City commissioners at their Tuesday evening meeting will be asked to send an official letter asking the Census Bureau to review evidence gathered by city staff that suggests there were about 90,000 people living in the city in 2010 rather than the official Census count of 87,643.

The appeal could end a multi-year disagreement between the city and the Census on population totals.

“At the end of this process, I think we’re going to be much closer to knowing how many people actually are living in Lawrence,” said Amy Miller, a planner who has been leading the Lawrence-Douglas County Planning Department’s review of the Census numbers.

This much already seems certain: There aren’t as many people living in Lawrence as leaders once thought. In 2010, the city’s planning department estimated there were 92,727 people living in the city.

If a number near 90,000 ends up being the new 2010 Census population figure, the city will be about four years behind where it thought it was. The city estimated it cracked the 90,000 barrier in 2006.

Miller said it is important for the city to have an accurate population number because planners rely heavily on the figure for tasks such as transportation planning or planning for new water and sewer infrastructure, which is heavily dependent upon population growth.

In addition, population figures are used to calculate some federal aid and grant programs available to the city.

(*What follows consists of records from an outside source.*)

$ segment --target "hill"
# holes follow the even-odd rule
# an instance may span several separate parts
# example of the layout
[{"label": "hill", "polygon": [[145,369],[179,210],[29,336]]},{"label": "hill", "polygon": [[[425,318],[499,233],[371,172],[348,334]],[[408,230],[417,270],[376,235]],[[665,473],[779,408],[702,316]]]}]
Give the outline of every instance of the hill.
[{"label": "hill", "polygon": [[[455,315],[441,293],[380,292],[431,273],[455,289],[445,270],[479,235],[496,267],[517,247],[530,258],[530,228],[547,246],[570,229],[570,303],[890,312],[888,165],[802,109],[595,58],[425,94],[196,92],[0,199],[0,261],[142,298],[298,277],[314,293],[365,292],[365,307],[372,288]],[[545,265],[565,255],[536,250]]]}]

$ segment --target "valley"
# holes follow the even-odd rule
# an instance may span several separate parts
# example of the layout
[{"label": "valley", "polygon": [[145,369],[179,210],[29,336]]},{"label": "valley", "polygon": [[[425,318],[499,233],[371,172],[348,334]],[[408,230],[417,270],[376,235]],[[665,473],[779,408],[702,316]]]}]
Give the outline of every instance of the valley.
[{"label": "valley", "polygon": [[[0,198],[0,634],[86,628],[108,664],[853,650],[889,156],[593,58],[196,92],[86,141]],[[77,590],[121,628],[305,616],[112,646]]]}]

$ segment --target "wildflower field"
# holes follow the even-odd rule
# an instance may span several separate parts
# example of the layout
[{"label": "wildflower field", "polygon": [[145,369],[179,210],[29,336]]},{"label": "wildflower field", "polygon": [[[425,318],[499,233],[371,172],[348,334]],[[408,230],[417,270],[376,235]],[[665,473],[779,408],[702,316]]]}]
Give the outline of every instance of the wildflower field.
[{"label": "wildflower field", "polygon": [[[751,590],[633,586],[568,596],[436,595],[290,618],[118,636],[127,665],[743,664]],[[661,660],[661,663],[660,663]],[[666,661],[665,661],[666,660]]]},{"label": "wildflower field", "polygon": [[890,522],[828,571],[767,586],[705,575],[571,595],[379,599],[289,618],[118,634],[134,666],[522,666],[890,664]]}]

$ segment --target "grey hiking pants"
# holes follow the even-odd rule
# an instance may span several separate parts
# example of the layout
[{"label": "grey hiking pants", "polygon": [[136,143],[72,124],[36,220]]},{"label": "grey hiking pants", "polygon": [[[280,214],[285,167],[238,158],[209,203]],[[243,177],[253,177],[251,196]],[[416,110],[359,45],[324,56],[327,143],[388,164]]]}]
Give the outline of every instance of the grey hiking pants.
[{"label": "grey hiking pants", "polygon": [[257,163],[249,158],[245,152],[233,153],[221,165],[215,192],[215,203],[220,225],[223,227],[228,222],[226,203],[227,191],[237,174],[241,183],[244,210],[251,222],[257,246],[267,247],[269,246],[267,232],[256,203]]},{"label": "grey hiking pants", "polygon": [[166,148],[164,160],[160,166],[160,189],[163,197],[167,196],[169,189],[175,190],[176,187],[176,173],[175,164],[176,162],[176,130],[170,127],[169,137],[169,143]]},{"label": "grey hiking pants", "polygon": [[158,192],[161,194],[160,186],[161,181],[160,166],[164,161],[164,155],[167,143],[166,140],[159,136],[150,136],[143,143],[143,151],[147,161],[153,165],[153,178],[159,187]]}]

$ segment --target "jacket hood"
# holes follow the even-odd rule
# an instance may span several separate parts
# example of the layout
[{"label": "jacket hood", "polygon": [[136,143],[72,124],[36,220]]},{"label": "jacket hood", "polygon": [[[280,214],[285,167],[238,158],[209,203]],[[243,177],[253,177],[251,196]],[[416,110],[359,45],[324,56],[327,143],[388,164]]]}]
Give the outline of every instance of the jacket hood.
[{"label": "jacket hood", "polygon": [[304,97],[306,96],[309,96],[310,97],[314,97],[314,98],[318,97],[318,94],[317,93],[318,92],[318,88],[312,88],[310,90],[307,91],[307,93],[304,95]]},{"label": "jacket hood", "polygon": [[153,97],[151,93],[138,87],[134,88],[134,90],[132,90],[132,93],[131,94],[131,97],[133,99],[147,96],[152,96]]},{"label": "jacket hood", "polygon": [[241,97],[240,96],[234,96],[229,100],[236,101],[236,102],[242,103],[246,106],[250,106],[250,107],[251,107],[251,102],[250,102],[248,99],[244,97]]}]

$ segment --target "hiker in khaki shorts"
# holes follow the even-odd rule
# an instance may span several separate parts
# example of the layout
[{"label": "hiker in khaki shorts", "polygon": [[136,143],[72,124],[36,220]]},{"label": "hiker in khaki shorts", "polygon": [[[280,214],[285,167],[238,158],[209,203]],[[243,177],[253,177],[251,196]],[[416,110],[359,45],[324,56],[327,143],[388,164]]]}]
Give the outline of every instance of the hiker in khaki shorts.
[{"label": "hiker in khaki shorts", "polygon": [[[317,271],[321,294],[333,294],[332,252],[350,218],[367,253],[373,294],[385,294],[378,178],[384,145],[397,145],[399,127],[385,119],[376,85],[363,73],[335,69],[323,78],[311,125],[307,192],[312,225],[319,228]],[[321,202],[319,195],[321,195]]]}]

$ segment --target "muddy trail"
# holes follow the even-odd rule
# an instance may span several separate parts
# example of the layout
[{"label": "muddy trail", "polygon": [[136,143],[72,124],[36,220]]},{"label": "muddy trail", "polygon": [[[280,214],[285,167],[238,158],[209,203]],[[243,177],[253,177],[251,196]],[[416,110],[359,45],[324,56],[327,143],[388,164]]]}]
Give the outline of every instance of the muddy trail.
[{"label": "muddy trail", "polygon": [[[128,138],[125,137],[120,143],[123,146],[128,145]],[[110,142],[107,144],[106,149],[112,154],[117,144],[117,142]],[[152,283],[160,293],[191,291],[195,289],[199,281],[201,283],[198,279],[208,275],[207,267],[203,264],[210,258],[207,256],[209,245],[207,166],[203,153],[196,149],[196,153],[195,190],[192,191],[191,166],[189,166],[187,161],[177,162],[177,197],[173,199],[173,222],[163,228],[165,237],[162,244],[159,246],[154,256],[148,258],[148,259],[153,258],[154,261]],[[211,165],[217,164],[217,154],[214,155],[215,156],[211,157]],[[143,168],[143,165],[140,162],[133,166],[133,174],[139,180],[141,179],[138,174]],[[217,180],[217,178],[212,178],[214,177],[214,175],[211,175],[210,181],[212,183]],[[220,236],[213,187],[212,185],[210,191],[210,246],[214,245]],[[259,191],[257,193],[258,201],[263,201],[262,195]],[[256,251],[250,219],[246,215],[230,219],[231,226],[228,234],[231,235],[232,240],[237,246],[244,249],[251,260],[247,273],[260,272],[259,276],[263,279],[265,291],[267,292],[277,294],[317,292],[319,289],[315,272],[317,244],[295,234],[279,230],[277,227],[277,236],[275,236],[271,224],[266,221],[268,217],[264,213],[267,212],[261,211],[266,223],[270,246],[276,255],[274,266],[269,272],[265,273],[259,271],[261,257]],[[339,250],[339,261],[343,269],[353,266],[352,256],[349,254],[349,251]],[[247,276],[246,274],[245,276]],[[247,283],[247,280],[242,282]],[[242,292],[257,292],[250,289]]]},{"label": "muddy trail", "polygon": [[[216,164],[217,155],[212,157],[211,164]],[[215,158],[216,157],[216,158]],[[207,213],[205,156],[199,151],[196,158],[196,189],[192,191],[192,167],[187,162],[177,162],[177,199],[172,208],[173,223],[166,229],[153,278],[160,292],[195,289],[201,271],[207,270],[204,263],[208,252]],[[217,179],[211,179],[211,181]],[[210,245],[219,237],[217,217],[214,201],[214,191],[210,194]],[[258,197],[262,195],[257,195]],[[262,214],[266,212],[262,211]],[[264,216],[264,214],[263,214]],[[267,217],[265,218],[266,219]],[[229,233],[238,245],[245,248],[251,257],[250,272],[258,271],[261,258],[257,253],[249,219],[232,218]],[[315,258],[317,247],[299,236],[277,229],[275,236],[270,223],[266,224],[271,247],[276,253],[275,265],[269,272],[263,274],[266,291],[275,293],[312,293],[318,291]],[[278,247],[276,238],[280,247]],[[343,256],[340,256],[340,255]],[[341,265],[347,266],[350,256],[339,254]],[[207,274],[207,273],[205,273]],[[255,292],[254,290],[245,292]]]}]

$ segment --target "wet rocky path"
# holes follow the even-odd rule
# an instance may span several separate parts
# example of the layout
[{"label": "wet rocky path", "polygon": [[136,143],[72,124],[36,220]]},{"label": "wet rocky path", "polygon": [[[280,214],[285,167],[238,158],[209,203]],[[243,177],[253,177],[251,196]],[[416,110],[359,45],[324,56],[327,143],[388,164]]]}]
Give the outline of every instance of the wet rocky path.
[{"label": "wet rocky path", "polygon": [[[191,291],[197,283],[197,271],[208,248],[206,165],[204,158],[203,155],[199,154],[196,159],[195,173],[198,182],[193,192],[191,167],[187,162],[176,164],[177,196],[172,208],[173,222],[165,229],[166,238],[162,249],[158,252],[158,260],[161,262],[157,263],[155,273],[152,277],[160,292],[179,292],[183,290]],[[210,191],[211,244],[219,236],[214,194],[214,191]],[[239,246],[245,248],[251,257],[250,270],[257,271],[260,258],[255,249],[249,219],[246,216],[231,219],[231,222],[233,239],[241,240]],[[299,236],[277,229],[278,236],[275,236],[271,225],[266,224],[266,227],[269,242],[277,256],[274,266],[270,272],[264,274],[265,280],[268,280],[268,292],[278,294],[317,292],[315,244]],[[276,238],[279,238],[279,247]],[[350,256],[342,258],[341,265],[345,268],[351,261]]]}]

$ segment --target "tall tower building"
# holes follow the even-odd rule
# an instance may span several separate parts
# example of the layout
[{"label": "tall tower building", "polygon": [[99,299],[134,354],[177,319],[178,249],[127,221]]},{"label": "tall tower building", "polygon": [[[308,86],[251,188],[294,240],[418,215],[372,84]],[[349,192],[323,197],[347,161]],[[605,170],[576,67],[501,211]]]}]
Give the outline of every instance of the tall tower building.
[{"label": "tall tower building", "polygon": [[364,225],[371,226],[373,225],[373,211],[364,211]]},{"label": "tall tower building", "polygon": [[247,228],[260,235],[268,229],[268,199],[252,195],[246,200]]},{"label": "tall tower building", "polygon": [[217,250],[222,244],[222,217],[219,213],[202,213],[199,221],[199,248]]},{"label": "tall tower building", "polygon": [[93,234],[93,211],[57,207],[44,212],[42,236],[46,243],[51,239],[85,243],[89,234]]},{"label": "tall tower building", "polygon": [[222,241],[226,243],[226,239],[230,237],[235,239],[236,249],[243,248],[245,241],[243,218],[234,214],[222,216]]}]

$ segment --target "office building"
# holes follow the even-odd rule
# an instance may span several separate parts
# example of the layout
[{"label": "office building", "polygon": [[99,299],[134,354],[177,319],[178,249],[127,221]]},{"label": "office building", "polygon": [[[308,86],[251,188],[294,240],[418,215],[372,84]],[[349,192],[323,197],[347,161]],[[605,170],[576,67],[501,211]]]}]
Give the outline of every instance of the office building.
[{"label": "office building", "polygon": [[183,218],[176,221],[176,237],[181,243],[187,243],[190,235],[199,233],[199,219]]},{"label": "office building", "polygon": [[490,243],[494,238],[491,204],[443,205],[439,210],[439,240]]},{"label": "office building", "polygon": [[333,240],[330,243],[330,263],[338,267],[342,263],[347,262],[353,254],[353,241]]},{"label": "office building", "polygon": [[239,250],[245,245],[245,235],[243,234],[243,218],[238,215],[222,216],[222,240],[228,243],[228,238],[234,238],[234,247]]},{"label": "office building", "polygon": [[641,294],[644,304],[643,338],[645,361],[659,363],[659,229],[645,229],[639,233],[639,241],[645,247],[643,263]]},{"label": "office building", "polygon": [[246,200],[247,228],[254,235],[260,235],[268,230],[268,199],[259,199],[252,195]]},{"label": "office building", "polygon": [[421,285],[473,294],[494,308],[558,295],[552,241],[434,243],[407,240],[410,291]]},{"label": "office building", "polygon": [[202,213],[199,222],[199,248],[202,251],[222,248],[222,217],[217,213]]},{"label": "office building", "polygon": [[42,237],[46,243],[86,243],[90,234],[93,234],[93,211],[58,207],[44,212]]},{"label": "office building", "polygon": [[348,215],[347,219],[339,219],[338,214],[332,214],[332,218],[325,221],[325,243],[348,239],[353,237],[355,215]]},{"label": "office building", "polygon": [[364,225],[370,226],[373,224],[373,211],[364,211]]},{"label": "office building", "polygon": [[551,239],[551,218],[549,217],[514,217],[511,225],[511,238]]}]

Miller said he believes the city has a good chance of having its population total adjusted upward. Since late 2011, city staff members have been reviewing building permits, utility bills and data from the Douglas County Appraiser’s office to determine how many housing units exist in specific areas of town.

Staff members honed in on 10 Census tracts where it appeared the Census Bureau had undercounted the number of living units by at least 10 units.

In total, the city is contending the Census Bureau undercounted the number of living units in the city by 593. Miller said the undercounted areas were spread across the city, but she thinks student housing areas may have been more impacted.

“I can’t say for sure, but I think a lot of the discrepancies will be single-family homes that have been converted to multifamily use,” Miller said.

Miller said the city has good documentation about the number of housing units that have been added to the city since 2000, when the previous Census was taken.

As for why the city’s internally produced population estimates appear to have been high, Miller now suspects that the city’s 2000 Census count may have been inflated.

In other words, Lawrence may not have grown as much during the 1990s as the Census Bureau indicated. The city used the 2000 Census population total as a baseline to create population estimates for the following years. If the 2000 Census count was inflated, all of the city’s subsequent population estimates would have been inflated too.

Regardless, even if the Census Bureau revises upward the city’s 2010 population totals, the decade of the 2000s will still go down as one of the slower growth periods for the city.

If the city’s new 2010 population number is at about 90,000 people, the city will have posted population growth of 12.3 percent from 2000 to 2010. In both the 1980s and 1990s, the city’s growth rates were closer to 20 percent.